The report, published in the New York Times on Tuesday, detailed how his core businesses of casinos, hotels and apartment buildings had lost $1.17 billion over a decade, allowing him to avoid paying income taxes for eight of the 10 years.

During the period described, Trump said he was allowed massive tax write-offs for depreciation and many “non monetary” losses, adding the report contained “very old information.”

“You always wanted to show losses for tax purposes … almost all real estate developers did – and often re-negotiate with banks, it was sport,” Trump said in a post on Twitter on Wednesday.

Though U.S. presidential candidates have traditionally released their tax returns during the campaign, Trump has refused to do so.

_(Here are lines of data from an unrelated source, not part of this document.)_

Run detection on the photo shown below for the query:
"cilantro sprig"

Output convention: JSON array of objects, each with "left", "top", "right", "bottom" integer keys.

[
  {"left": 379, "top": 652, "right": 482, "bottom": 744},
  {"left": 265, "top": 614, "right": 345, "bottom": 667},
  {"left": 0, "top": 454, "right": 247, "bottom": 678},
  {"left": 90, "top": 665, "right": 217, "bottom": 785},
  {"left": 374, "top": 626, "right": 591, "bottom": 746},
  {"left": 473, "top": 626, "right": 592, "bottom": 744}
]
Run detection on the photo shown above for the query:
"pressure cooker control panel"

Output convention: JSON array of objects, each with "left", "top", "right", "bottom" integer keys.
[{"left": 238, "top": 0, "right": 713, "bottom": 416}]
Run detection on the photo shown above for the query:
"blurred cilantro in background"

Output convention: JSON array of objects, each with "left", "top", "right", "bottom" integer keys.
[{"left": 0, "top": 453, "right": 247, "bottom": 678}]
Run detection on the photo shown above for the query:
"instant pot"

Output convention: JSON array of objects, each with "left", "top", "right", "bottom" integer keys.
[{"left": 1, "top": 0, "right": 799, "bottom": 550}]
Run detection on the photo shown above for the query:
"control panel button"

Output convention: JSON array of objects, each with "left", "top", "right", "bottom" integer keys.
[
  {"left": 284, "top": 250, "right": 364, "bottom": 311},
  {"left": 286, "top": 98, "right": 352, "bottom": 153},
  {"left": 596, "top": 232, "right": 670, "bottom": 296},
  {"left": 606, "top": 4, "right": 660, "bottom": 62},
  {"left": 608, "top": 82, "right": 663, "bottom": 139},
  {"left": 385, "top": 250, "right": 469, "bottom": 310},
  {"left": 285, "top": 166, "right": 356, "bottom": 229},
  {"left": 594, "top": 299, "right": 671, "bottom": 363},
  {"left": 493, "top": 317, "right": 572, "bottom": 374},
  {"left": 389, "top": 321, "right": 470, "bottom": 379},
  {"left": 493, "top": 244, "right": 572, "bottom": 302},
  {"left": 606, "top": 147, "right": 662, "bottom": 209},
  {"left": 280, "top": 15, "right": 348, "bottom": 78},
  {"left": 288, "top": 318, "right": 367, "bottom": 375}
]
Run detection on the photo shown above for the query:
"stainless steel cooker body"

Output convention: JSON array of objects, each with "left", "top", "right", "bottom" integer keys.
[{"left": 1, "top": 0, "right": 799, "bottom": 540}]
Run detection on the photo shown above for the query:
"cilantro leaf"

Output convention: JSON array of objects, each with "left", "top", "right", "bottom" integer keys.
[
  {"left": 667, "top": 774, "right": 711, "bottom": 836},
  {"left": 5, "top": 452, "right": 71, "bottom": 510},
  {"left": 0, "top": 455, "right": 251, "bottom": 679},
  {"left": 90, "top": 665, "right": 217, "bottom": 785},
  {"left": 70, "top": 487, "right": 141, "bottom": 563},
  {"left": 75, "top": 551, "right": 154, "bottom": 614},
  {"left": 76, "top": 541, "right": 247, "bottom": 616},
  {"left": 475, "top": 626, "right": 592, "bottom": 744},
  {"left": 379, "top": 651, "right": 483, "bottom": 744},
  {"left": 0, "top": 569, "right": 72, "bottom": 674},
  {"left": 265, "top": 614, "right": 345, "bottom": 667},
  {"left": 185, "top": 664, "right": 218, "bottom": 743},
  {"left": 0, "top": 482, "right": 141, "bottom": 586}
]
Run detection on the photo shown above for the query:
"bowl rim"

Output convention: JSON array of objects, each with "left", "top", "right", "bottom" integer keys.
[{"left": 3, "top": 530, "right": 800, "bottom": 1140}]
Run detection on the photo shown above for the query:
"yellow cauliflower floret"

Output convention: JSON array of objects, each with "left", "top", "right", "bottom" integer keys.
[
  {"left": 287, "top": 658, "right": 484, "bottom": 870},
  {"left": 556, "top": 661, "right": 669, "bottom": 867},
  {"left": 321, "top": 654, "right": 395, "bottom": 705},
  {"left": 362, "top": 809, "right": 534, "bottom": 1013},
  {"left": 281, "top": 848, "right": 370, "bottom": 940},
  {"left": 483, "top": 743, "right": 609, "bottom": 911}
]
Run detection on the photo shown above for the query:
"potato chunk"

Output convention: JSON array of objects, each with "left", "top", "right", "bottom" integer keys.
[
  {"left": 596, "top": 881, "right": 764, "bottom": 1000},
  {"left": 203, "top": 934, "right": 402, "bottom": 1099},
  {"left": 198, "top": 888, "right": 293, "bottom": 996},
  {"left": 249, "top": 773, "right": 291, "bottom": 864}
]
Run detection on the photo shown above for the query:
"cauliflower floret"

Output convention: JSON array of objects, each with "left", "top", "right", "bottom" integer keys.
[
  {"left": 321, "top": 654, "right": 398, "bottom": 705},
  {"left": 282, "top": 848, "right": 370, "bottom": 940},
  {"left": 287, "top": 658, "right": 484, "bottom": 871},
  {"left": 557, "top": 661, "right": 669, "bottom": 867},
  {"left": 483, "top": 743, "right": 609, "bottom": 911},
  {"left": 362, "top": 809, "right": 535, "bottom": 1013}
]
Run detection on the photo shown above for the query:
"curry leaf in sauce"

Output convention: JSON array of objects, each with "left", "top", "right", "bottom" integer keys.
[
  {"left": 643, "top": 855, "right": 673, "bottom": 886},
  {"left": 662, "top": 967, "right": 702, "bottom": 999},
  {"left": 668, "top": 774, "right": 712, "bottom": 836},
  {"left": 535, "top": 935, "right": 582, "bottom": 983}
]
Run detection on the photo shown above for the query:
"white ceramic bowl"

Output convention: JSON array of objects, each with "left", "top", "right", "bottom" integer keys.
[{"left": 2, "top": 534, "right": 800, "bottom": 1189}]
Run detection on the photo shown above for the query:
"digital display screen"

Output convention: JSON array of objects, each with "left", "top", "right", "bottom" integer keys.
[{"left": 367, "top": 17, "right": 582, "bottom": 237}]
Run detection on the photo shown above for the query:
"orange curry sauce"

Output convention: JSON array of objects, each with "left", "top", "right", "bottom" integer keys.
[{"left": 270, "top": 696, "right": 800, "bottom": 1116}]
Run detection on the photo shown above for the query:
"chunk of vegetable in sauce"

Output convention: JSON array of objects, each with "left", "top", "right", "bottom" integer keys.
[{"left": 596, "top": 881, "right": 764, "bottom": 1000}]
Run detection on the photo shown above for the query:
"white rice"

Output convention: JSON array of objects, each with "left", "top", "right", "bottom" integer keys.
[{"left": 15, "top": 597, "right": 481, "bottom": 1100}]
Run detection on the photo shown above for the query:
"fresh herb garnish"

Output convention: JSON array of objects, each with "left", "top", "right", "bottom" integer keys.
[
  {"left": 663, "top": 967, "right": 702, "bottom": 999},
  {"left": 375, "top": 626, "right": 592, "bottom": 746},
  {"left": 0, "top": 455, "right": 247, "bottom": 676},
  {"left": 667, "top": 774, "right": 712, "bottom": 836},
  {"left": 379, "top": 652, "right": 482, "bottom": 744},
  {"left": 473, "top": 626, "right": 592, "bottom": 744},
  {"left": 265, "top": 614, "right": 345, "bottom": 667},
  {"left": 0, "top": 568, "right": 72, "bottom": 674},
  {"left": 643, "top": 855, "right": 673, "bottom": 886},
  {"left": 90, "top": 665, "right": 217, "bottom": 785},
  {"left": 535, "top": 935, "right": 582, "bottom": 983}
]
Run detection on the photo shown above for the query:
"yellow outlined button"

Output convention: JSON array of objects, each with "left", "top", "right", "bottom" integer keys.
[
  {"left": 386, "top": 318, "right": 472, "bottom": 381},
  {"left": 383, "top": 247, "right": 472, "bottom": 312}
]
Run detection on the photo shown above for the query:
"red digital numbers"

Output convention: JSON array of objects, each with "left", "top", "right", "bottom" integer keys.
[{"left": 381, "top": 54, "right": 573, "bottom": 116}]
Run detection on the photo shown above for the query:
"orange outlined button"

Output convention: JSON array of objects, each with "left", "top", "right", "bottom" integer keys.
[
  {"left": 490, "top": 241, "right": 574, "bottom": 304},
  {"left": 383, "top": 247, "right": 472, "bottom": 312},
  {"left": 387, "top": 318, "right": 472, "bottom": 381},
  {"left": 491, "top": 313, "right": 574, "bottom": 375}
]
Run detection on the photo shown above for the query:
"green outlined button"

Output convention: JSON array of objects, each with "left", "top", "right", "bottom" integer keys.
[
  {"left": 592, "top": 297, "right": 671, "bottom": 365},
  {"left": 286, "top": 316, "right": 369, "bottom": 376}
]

He also continues to own his businesses, though he has said his sons run the day-to-day operations.

Trump has repeatedly said he could not release his tax documents because he is under audit by the Internal Revenue Service (IRS).

His former lawyer Michael Cohen, however, told a House panel in February that rather than an audit being underway, Trump feared releasing the tax information could lead to an audit and penalties.

Democrats in U.S. House of Representatives have requested Trump’s tax returns as part of investigations into the president and any possible conflicts of interest, but Treasury Secretary Steven Mnuchin this week refused a request for them, setting the stage for a likely legal fight.

Officials in New York state are also taking steps to seek the president’s tax returns, the New York Times has reported.

Trump has previously said any probe of his personal or business finances were off limits, telling the Times in a July 2017 interview that any such scrutiny would be crossing a “red line.”